Ask a singer-songwriter what the best way of grabbing a slice of the music industry are and they will probably tell you two things: firstly post absolutely everything online, thus gaining a cult following. Second, get your music out there by covering as many miles as possible. Folk artist Luke Ritchie has done both of these, on a big scale. In 2010 Ritchie wrote 26 songs in six months, which racked up over 8500 downloads when put online. More recently his music was sent out all over the world via 80 mp3 players placed in tobacco tins, each with instructions to listen and pass it on. Already Ritchie’s music has reached waterfalls in Venezuela and beaches in Australia, its success no doubt helping to earn him a deal with Angel Falls records. Yet he stills remains a somewhat unknown entity in a British folk music marketplace featuring such names as Ben Howard and Mumford and Sons.
‘Butterfly’ is the new single from debut album The Water’s Edge, an upbeat track of well-produced guitars and snares, it bounces along sounding all well and good. Ritchie’s vocals are tidy and the melodies catchy, at points he reaches almost Frank Turner-esque levels of sing-along harmonies. ‘Butterfly’ is a rich and warm track, telling the story of finding a delicate butterfly, the lyrics “sometimes I fear I can’t handle this” touch on obvious self-doubts and the fragilities in life.
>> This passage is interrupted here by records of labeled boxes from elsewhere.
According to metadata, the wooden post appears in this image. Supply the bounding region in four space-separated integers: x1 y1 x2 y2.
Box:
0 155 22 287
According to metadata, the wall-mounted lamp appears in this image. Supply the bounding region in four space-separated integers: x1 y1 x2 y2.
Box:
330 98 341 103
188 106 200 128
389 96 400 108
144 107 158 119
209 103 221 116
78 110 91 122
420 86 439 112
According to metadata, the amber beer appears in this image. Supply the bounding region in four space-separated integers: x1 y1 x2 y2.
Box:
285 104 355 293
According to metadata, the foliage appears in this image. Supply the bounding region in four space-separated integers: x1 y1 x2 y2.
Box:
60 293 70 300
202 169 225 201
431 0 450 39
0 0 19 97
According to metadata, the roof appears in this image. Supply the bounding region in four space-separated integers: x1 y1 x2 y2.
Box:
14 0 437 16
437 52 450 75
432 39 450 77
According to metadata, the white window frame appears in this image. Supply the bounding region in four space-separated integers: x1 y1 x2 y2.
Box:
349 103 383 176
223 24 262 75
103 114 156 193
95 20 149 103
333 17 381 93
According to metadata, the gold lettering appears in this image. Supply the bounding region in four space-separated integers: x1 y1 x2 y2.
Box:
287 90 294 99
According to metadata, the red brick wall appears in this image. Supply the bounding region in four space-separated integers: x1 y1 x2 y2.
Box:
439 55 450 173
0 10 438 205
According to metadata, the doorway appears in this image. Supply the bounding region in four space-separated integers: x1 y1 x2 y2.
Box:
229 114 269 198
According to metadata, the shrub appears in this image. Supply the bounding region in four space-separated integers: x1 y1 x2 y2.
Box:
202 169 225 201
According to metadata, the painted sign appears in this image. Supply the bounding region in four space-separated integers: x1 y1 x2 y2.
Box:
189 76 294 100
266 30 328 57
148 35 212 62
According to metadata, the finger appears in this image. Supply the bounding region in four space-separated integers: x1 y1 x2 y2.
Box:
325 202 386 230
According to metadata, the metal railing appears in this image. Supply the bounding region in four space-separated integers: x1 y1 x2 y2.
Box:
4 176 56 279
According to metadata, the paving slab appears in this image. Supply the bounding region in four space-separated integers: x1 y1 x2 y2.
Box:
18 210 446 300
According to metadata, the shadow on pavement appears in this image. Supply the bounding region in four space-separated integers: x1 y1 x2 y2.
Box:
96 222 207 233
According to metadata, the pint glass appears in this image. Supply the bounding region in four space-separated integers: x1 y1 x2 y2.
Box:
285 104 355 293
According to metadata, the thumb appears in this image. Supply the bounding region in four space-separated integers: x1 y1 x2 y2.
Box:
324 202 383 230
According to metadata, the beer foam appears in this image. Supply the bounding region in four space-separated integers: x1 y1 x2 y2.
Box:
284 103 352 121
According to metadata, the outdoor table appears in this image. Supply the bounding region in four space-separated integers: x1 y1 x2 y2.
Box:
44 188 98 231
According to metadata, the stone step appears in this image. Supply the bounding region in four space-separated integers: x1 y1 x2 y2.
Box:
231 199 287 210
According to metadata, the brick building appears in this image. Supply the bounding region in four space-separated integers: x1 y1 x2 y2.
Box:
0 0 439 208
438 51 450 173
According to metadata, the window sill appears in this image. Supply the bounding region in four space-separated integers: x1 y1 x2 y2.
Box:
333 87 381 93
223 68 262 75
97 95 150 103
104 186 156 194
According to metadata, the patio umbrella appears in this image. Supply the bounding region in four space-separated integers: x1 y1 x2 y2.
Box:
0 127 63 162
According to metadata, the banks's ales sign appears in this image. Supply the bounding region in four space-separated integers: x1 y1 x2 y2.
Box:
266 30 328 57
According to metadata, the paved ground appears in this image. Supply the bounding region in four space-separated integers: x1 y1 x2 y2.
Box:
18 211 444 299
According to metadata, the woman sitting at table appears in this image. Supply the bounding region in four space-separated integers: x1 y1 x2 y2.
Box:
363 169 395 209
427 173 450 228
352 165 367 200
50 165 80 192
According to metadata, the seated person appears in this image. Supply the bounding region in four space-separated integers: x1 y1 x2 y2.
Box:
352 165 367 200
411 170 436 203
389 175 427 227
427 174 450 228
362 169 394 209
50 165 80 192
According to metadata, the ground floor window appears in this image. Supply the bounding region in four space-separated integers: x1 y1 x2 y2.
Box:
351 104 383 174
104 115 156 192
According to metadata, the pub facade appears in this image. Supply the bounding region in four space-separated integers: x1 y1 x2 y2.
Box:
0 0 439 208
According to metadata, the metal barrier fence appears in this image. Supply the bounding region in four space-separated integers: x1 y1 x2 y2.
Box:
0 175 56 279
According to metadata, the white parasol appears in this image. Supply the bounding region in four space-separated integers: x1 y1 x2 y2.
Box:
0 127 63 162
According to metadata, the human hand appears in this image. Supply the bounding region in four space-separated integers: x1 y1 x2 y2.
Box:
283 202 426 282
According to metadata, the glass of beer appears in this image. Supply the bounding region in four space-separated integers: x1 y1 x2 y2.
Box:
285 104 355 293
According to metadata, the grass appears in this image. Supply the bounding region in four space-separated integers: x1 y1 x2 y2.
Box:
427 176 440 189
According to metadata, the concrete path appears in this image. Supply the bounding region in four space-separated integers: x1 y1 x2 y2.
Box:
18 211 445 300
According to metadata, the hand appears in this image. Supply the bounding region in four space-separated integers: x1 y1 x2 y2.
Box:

The track never strays into any unorthodox hoedowns or heartfelt ooh-ooh moments however, and this may be its downfall. Ritchie is obviously an accomplished musician, capable of writing many a song, but the mere neatness of ‘Butterfly’ means it is unlikely to standout to fans of other popular singer songwriters such as Ed Sheeran or Ben Howard. Ritchie’s vocals aren’t quite emotive enough to create heart-breaking empathy such as Lucy Rose or James Vincent Mcmorrow, nor are the melodies catchy or haggard enough to harness the raw intimacy of acoustic music. In a market near saturated with ‘new folk’ it seems Ritchie’s brand of classic folk will struggle to break the surface.
Of course he seems a hard-working respected musician who will undoubtedly pick up fans with his carefree style of pop-folk, yet whilst the competition still remains fierce ‘Butterfly’ is at risk of just adorning your summer Sunday morning playlist. Ritchie clearly has swathes of ability and it is likely that The Water’s Edge will be a comfortable and pleasant debut. One hopes, as his name spreads worldwide, that Ritchie decides to take a risk and allow his music become truly unique so that he can breakout and fly.
Luke Ritchie is currently on a Freshers Tour around the UK with his sister Charlotte Ritchie, who plays Oregon in E4’s student comedy Fresh Meat. The duo will play at Southampton’s Freshers Ball on Monday October 8th. Debut album The Water’s Edge is out now.